Irkçılık ve yabancı düşmanlığı sanki suç değil de hakmış gibi bütün insani değerleri çiğnediler.

Linç ateşi 23 Nisan’da Tak­sim’deki kutlamada Efe’nin Ekrem İmamoğlu ile fotoğraf vermesiyle yakıldı.

Bu fotoğraf İmamoğlu’nun geçen hafta dolaşıma sokulan, dört yıl önce bir konferansta sarf ettiği "Yerel halk" ifadesi ile birleştirilerek, hem İBB başkanı hem de Efe linç edildi.

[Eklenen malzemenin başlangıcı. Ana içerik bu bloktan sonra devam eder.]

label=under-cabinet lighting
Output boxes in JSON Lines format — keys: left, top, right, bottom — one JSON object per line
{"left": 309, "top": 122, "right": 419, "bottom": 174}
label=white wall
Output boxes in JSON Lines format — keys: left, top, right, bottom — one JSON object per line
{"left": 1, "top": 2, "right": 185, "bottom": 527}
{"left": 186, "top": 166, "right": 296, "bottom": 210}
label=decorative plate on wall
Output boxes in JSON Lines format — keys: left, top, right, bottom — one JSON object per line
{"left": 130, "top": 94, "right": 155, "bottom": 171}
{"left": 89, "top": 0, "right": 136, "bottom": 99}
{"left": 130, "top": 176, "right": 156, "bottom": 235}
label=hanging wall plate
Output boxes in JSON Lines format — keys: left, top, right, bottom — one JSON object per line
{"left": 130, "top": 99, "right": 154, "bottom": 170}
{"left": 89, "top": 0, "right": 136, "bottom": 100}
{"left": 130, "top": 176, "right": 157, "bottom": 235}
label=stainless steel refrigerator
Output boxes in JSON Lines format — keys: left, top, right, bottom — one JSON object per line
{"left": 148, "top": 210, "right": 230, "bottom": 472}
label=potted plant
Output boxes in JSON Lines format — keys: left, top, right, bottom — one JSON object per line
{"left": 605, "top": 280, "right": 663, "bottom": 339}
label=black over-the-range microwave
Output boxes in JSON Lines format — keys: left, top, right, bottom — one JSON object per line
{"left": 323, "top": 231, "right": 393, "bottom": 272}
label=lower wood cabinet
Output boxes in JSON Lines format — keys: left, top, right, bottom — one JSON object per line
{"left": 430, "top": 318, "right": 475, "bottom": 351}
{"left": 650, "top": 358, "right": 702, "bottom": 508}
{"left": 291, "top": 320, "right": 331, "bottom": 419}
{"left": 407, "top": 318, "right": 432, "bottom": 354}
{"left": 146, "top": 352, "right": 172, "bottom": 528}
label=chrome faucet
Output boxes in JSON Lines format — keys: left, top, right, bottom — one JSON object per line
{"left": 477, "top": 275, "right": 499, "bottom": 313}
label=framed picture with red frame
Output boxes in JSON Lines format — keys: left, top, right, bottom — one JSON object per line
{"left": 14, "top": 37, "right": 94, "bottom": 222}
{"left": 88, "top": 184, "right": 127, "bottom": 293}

İmamoğlu’na saldırırken...

İnsanlığı ayaklar altına aldılar.

KÜÇÜK İLBER

Dün Efe’nin babası Emre Er­can ile görüştüm. Bana o fotoğ­rafın hikayesini anlattı.

Emre Ercan, 12 yıl önce Gine’de çalışırken, eşi Safiatou Diallo ile tanışıyor. Türkiye’ye yerleşip evleniyorlar.

Eşi Türk vatandaşı oluyor.

Sekiz yıl önce oğulları Efe Diallo doğuyor.

Efe, otizmli.

Devlete ait ilkokulda özel sınıfta okuyor. Ayrıca reha­bilitasyon merkezine gidiyor. Derslerinde başarılı ve tarihe meraklı olduğu için lakabı ‘Kü­çük İlber’miş.

MİLLİ TÖRENLERİ ÇOK SEVİYOR

Emre Ercan, oğlunun törenleri çok sevdiğini belirterek, şunları söylüyor:

"Esas duruşta durmayı, İstiklal Marşı okumayı, bayramları çok seviyor. Hastalığından ötürü zaptetmek biraz zor. Televiz­yondan gördüğü kişilerin yanına gidip onlarla konuşmak istiyor. ‘Yok’ desen kitleniyor."

O gün babaannesi Handan Ercan, torununu Taksim’deki kutlamaya götürmüş.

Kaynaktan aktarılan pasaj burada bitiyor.